A bench headed by Justice U.U. Lalit said the purpose of the law cannot allow the offender to sneak out the meshes of the law.
The top court said the act of touching any sexual part of a child with sexual intent cannot be taken away from the purview of section 7 of the POCSO Act.
The top court observed that giving a narrow meaning of the physical contact to confine it to skin-to-skin contact, would defeat the purpose of the POCSO Act and this is unacceptable
The bench said: "We have held that when the legislature has expressed clear intention, the courts cannot create ambiguity in the provision." It further added that it is right that courts cannot be overzealous in creating ambiguity.
The top court directed the accused to undergo rigorous imprisonment for three years.
On September 30, the Supreme Court had reserved its judgment on appeals challenging the Bombay High Court verdict, acquitting a person under the Protection of Children from Sexual Offences (POCSO) Act, after he pressed a girl's breast over her dress, on the grounds that there was no skin-to-skin contact.
After hearing detailed arguments in the matter, a bench headed by Justice U.U. Lalit asked the counsel for various parties to file written submissions.

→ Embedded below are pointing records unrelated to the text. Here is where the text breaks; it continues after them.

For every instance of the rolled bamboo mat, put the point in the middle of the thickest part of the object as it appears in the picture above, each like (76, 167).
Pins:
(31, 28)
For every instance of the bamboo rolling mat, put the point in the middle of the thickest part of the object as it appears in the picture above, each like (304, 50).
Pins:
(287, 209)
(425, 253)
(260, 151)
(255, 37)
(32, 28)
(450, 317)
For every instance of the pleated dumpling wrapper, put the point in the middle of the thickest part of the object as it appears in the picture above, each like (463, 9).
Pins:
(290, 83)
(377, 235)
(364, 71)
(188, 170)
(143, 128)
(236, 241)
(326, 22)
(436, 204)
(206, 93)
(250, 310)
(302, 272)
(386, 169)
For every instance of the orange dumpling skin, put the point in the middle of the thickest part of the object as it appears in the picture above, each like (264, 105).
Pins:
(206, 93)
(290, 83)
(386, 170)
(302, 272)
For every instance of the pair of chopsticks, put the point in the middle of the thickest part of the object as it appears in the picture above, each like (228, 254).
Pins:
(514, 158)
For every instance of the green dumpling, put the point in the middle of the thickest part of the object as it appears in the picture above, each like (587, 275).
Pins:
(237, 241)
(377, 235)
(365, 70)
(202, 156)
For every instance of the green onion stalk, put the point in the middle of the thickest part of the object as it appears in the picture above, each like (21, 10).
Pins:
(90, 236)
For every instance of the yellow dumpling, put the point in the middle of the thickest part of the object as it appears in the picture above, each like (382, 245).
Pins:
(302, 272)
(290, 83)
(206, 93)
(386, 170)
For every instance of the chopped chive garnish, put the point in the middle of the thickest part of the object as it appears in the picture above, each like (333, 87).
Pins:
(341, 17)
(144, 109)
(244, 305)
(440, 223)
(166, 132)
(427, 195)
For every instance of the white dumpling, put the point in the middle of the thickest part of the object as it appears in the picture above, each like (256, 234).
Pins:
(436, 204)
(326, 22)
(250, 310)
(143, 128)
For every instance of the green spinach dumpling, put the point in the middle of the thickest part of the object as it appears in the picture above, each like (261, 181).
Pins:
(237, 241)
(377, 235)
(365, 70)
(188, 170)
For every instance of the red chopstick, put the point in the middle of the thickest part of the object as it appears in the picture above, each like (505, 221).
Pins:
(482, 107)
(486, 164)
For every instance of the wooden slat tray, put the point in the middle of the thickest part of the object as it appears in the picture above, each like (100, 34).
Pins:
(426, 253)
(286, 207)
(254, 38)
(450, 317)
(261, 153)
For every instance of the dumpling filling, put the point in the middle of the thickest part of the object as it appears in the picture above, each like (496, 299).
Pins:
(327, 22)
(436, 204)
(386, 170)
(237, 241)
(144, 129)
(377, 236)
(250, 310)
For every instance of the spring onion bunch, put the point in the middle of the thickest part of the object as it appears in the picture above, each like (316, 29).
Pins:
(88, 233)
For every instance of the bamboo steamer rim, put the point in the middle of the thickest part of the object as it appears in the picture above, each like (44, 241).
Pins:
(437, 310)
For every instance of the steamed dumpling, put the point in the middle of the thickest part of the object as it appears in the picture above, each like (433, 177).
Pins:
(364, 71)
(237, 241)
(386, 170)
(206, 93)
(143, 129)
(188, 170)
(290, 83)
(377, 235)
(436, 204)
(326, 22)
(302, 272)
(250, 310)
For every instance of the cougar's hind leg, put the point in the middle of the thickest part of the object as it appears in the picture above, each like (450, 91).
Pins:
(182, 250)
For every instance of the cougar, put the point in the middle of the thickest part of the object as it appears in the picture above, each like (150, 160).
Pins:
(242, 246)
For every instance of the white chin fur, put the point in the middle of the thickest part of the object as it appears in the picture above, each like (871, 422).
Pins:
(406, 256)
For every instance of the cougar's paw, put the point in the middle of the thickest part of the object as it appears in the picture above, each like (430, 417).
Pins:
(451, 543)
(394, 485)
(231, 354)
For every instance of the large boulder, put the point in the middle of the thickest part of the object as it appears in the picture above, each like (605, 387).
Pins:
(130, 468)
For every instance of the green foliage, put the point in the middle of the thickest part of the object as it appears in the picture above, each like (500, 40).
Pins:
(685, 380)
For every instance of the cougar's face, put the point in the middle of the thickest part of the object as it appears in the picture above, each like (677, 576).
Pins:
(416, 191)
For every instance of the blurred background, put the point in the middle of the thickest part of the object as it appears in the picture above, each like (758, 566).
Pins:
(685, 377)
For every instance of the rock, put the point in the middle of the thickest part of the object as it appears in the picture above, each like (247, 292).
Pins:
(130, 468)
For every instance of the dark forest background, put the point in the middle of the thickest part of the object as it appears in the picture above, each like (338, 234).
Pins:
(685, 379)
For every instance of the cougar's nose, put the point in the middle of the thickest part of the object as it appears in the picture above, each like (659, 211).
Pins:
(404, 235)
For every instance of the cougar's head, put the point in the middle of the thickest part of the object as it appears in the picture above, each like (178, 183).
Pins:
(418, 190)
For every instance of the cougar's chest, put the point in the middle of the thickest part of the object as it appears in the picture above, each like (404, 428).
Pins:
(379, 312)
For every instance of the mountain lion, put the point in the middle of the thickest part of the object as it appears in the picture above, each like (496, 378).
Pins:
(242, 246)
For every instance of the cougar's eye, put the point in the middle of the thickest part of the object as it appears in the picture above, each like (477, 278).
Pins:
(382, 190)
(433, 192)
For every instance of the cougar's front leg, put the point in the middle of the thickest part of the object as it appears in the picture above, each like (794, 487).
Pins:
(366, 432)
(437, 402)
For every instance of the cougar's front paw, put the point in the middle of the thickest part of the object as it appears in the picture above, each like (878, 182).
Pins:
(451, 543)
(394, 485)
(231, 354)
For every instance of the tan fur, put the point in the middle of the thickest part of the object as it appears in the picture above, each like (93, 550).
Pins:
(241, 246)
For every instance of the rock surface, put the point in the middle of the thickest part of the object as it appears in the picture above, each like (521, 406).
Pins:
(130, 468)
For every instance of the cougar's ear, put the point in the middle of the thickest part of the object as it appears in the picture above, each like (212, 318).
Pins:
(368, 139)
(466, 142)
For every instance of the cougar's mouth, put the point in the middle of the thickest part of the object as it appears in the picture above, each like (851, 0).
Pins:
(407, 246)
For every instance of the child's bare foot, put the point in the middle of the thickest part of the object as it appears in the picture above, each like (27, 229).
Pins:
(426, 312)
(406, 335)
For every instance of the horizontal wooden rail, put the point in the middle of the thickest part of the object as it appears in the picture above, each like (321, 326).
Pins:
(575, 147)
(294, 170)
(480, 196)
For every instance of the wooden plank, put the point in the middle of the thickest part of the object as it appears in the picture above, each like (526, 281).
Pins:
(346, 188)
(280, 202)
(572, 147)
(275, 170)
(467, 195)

The bench, also comprising Justices S. Ravindra Bhat and Bela M. Trivedi had said: "Parties are at liberty to file their written submissions within three days. Order reserved". On January 27, the top court stayed the judgment after Attorney General K.K. Venugopal and the National Commission for Women (NCW) filed appeals against it.
The Maharashtra government adopted the arguments of the Attorney General, who termed the judgment as outrageous and urged the top court to set it aside.
Slamming this judgment, he had argued that a person wearing surgical gloves can feel the entire body of a woman and then he can get away without punishment.